Matillion was founded in Manchester, England in 2011 and Matillion ETL was launched in 2015. Since the launch the company has established a second headquarters in the United States. In recent years it has frequently been described as one of the fastest growing privately owned (it is backed by venture capital) tech companies in the UK.
The company has more than 1,100 customers worldwide, including such household names as Amazon, Sony, Nintendo, Subway, and Cisco, as well as various mid-market enterprises. It also has a significant partner network.
Matillion ETL (2021)
Last Updated: 4th February 2021
Mutable Award: Gold 2020
Matillion ETL is a cloud-native data integration tool. However, it is misnamed: it should really be Matillion ELT because its processing paradigm is to extract data from source systems, load that into the relevant target and then transform the data as appropriate for the use case. This is illustrated in Figure 1.
A second tool, Matillion Data Loader is also provided to facilitate migrations from existing environments into cloud data warehouses and data lakes. This is illustrated in Figure 2. This is a SaaS-based application that is provided free of charge. It offers a wizard-driven environment not requiring any coding. Note that, unlike Matillion ETL, Azure Synapse Analytics is not currently supported. Also note the more limited data sources supported by Data Loader.
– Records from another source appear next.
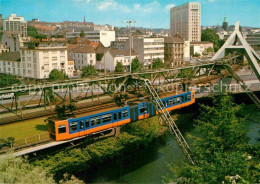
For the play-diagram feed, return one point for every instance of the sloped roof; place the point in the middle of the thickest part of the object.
(175, 39)
(10, 56)
(10, 34)
(117, 53)
(83, 49)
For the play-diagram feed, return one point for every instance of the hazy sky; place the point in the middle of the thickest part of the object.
(147, 13)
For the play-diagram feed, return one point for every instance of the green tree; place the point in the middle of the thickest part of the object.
(196, 55)
(157, 63)
(212, 36)
(8, 80)
(119, 67)
(19, 170)
(219, 150)
(136, 65)
(31, 31)
(82, 34)
(88, 70)
(56, 75)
Finally, Matillion offers a significant number (90+) of source connectors. However, most of these are application-oriented and native connectors (much to be preferred for performance reasons) to databases are relatively limited though JDBC is supported. There are facilities to build your own connectors (using a REST API), but this will only be relevant to applications and, in any case, this only applies to source systems and not to targets. The company plans to introduce a community portal where users can exchange connectors as well as other integration artefacts.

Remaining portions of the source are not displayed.